#### CSCE 670 :: Information Storage and Retrieval :: Texas A&M University :: Spring 2017


# Homework 2:  Link Analysis -- PageRank + SEO

### 100 points [5% of your final grade]

### Due: Tuesday, February 21, 2017 by 11:59pm

*Goals of this homework:* Explore real-world challenges of building a graph (in this case, from tweets), implement and test PageRank over this graph, and investigate factors that impact a page's rank on Google and Bing.

*Submission Instructions:* To submit your homework, rename this notebook as YOUR_UIN_hw2.ipynb. Submit this notebook via ecampus. Your notebook should be completely self-contained, with the results visible in the notebook. 

*Late submission policy:* For this homework, you may use up to three of your late days, meaning that no submissions will be accepted after Friday, February 24, 2017 at 11:59pm.

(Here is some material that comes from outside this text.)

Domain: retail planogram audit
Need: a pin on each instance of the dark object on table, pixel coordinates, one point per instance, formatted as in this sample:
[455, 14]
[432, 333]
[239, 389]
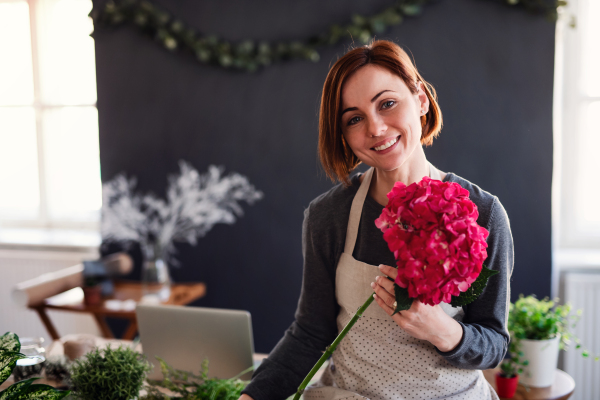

# Part 1: PageRank (70 points)

## A Twitter-Mentioning Graph

In this assignment, we're going to adapt the classic PageRank approach to allow us to find not the most authoritative web pages, but rather to find significant Twitter users. So, instead of viewing the world as web pages with hyperlinks (where pages = nodes, hyperlinks = edges), we're going to construct a graph of Twitter users and their mentions of other Twitter users (so user = node, mention of another user = edge). Over this Twitter-user graph, we can apply the PageRank approach to order the users. The main idea is that a user who is mentioned by other users is more "impactful". 

Here is a toy example. Suppose you are given the following four tweets:

* **userID**: diane, **text**: "@bob Howdy!"
* **userID**: charlie, **text**: "Welcome @bob and @alice!"
* **userID**: bob, **text**: "Hi @charlie and @alice!"
* **userID**: alice, **text**: "Howdy!"

There are four short tweets generated by four users. The @mentions between users form a directed graph with four nodes and five edges. E.g., the "diane" node has a directed edge to the "bob" node. Note that a retweet also contain the "@", so it should be counted as a mention as well.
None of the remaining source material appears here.